The Ripstop Nylon on the Kaddy is really nice, and the build of the cover is top notch, definitely no noticeable flaws. The picture may not show it really well, but the Kaddy is a little bit shorter and less wide than the Go! Jacket. Both have about the same thickness, and have the squared type hinge, but the Kaddy seems to be a bit more flexible.
























Both covers have a suede like interior, but the Kaddy's interior did not feel as smooth. The quality is still good, so this isn't a bad thing for me. With the interior being less smooth it was actually easier to hold when folded back. The mounting system is really nice and works perfectly. You just slide the Kindle into the bottom of the mount and just snap it into place at the top. To remove it, so far I have found the easiest way is to slowly slide it out through the top, but that does not mean it's not securely in place. I've tried shaking the Kindle out and it does not budge.
















Another review stated that the cover does not fold all the way back and creates a triangle like effect, but as you can see from the photos above it folds back nicely. Also the strap keeps the cover held in place, but since the cover is pretty flexible it does not take a lot of effort to hold it back without it.

When I originally ordered this case, I did not think it was going to be a keeper, but wanted to try it anyways.

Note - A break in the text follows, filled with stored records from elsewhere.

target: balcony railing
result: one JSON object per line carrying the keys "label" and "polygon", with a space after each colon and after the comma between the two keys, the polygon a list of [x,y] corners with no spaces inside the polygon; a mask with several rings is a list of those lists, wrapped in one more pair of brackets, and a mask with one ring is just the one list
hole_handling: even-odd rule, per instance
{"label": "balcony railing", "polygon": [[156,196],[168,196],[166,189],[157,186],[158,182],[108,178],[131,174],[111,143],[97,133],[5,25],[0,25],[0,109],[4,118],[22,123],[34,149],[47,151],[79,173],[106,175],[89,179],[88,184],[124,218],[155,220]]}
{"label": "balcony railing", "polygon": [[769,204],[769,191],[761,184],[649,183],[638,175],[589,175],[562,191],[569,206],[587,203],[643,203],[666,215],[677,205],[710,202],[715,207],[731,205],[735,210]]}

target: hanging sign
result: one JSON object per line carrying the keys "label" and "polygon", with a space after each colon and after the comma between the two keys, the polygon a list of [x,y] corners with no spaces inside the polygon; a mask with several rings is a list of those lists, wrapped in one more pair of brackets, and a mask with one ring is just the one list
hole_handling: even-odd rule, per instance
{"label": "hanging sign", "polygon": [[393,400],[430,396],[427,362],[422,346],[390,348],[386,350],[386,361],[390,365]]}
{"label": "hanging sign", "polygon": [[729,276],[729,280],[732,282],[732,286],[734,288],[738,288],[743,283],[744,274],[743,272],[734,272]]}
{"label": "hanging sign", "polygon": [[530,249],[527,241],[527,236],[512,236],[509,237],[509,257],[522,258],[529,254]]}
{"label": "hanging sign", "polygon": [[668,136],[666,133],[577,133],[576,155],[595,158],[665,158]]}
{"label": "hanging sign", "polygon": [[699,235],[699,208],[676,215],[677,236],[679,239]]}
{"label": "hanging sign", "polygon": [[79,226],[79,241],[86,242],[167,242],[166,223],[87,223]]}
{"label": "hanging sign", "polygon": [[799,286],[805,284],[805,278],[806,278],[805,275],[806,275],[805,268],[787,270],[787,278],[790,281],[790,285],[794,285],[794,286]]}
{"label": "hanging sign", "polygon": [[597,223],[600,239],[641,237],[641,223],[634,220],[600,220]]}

I was pretty sure that I was going to have to wait until the Go! Jacket came in the molded mounting system. This case was a pleasant surprise! It's simple, light, works really well and the quality is top notch. I think this is a solid choice for anyone looking for a simple minimalistic cover with a great mounting system. To sum it up, I have found my case. 

PROS:

+ Price! I know I don't mention it in the main review, but this case is only $29.99
+ Casual look with quality material
+ Great mounting system with access to all the ports and buttons
+ Light and simple
+ Strap is a bonus

CONS:

- A rounded binding might have worked better than the squared hinge. It works for me, but if you don't like to hold the Kindle in your left hand it may not be as comfortable.
- Only 2 color options (Black and Gray)
- No built in spot for a light like on the M-Edge cases. *This probably shouldn't be a CON, but I really like the e-luminator light and how M-Edge incorporates it into their cases. I know I will be able to find another light option, but I will miss the e-luminator*

Possible Concerns:

? The Ripstop Nylon appears to be good quality, but since I'm not fabric expert I have no idea if it is or how it will hold up over time. 
? It also seems like it would attract dirt easier than a leather like case, but so far that has not been the case.
? The front and back cover appear to be made of a padded cardboard. It's pretty stiff (actually stiffer than the Go! Jacket), but it is bendable with enough force. I have also notice that you can notice a slight impression where the band holds the cover on, but it's really minor and I don't forsee it being a problem.


----------



## Emmalita (Feb 24, 2009)

Nice review and case!


----------